# Touch screen inaccuracy



## amw (Sep 30, 2011)

Using thumb keyboard right now but had same issue in better keyboard and regular GB as well.

Randomly my touches become inaccurate or a specific character will not input on screen when I push it. If I back out of the txt screen or wherever I'm writing and go back in, it usually works fine again. Using ShiftAosp 2.7. Happens regardless of kernel.
Is there a screen calibration type app or a fix for this?

Under settings>display or keyboard settings I dont have the calibration option. Maybe that's a sense thing.


----------



## chrisjm00 (Aug 20, 2011)

I have had a few thunderbolts. Each exhibited the same behavior.
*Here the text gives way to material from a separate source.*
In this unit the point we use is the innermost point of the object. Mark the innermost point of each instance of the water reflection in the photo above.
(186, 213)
Its odd but I have learned to accept it.


----------



## miketoasty (Jun 10, 2011)

Have never experienced this with my tb. Are you using a 3rd party battery or charger?


----------



## mikeyo1990 (Jul 25, 2011)

I have the same problem with my tb it gets real annoying. But also another fix is just turning the screen off and then back on and it will work again.


----------



## locusto03 (Aug 9, 2011)

mikeyo1990 said:


> I have the same problem with my tb it gets real annoying. But also another fix is just turning the screen off and then back on and it will work again.


This is what I do to fix the problem. Strangely, it's usually the A key that stops responding for me.


----------



## cloud36426 (Jun 10, 2011)

I have it happen to me as well. It is not only on the keyboard though. It just happens from time to time.


----------



## amw (Sep 30, 2011)

Anyone ever try G-sensor calibrate? I probably don't see it under display since I'm on aosp. Not using any third party batteries. Standard HTC charger and HTC extended battery (aka the tank).

Yup, pressing back or home or screen off tends to fix it but it's a constant thing. Right now I'm having minimal issue since switching to a standard GB skin on thumb keyboard.

But this issue is usually really bad for me with drod omfgb or slayher kernel. Great kernels otherwise. However, tiamat 1.1.3 is the best I've experienced with screen precision amongst other things.

Guess more the reason for me to switch to galaxy nexus (since I hear that's the final name).


----------



## hotelmrrsn (Jul 11, 2011)

Known issue with this phone, bottom half of the digitizer becomes unresponsive at times. VZW replaced my original with this one and said it was a known issue. Just call customer service explain the issue and your inability to type and they'll replace it, they are all less than a year old and therefore still under factory warranty. Don't forget to unroot though 

By the power of greyskull


----------